A distanza di oltre trent’anni dall’attentato del 1992, la Procura di Caltanissetta, in possesso di dichiarazioni provenienti da una fonte vicinissima a La Barbera, ha ordinato perquisizioni nella sua abitazione, da 21 anni residenza soltanto della vedova e di una  delle figlie, alla ricerca della famosa agenda rossa che sarebbe stata deliberatamente sottratta agli inquirenti. Dell’agenda nessuna traccia, ma i giornali riferiscono che sono stati ritrovati molti appunti importanti soprattutto di natura bancaria. Nello stesso tempo, viene fuori la notizia che sui conti dell’ex capo della mobile di Palermo sono transitati molti soldi, non si dice quanti, probabilmente provenienti dai servizi segreti per operazioni “coperte”. Dopo 21 anni dalla morte per cause naturali di La Barbera e dopo 31 anni dalle esplosioni che uccisero molte  persone, tra cui i migliori magistrati dell’antimafia, emerge che nessuno si era curato di dare un’occhiata alla situazione patrimoniale del poliziotto, di accertare quale fosse la provenienza dei molti denari di cui disponeva, come essi fossero arrivati sui suoi conti: portati da spalloni, con camion, con mezzi blindati, con bonifici, con accrediti dall’estero, da conti cifrati, per improvvise e inattese eredità, per donazioni di benefattori, per vincite al totocalcio o al lotto o chissà come. Qualcuno con un minimo di esperienza e buonsenso può ritenere che un poliziotto di grande esperienza e di riconosciuta bravura, tenesse nel cassetto della scrivania del suo studio di casa un documento che scottava talmente da essere riuscito a scampare all’incendio scoppiato sul luogo dell’attentato, le cui immagini, a ben pensarci a distanza di tanto tempo, tragicamente ricordano quelle di Gaza o di Baghdad, con la differenza, non trascurabile, che la scena si svolse nel centro di Palermo? La borsa, questo è noto, venne riconsegnata alla famiglia Borsellino dopo molto tempo e non conteneva nulla di utile alle indagini. Non so se nel caso dell’attentato di Capaci, siano stati recuperati documenti personali di Falcone. Non mi risulta, e probabilmente il tritolo rese cenere ogni cosa. Nel caso di Borsellino forse i calcoli dei mafiosi, per quanto precisi, non previdero i dettagli, o il caso intervenne come un Dio greco nelle tragedie.

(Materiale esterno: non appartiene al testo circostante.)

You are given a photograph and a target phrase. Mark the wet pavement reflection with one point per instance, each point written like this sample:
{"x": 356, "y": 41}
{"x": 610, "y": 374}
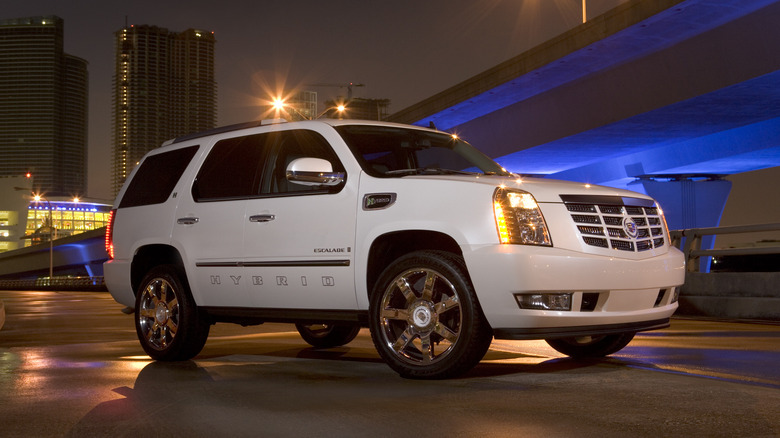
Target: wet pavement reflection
{"x": 70, "y": 365}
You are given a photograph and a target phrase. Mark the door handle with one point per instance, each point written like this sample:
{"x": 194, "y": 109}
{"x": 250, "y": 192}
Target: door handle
{"x": 187, "y": 220}
{"x": 262, "y": 218}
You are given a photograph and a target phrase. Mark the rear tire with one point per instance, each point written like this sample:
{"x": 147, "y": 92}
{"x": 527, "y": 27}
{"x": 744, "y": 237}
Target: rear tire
{"x": 168, "y": 323}
{"x": 327, "y": 335}
{"x": 591, "y": 346}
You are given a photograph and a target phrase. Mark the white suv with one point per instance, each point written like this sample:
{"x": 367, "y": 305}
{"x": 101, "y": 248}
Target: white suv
{"x": 338, "y": 224}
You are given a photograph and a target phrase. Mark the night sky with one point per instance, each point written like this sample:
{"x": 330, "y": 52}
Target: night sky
{"x": 401, "y": 50}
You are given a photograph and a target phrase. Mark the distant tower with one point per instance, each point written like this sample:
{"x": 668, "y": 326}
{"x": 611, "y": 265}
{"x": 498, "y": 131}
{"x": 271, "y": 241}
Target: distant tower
{"x": 304, "y": 104}
{"x": 164, "y": 87}
{"x": 43, "y": 106}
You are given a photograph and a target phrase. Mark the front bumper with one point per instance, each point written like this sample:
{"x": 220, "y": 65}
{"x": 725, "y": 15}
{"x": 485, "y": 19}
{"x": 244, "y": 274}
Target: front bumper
{"x": 633, "y": 295}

Ogni volta, capita spesso purtroppo, che questo capitolo si riapre e che si risentono le voci addolorate e indignate dei parenti che chiedono alla Stato Giustizia e Verità per uno dei pochi eroi civili del secolo passato, il sentimento di chi legge è di sgomento per quanto è accaduto, di incredulità per ciò che continua ad occupare le cronache, di scetticismo sulla possibilità di giungere a risposte certe che almeno attestino la volontà dello Stato di non dare coperture, quale che sia il costo da pagare. Paolo Borsellino vive e vivrà nella memoria collettiva. La foto che lo ritrae a fianco di Falcone, entrambi sorridenti e rilassati, resterà per sempre il simbolo della Giustizia che non si fa corrompere. A loro tutti quanti dobbiamo moltissimo e oggi è doveroso arrivare ad una conclusione, quale che essa sia, lasciando finalmente lontano da corvi e mistificatori l’ideale Olimpo degli Dei che hanno meritato di occupare nell’immaginario collettivo.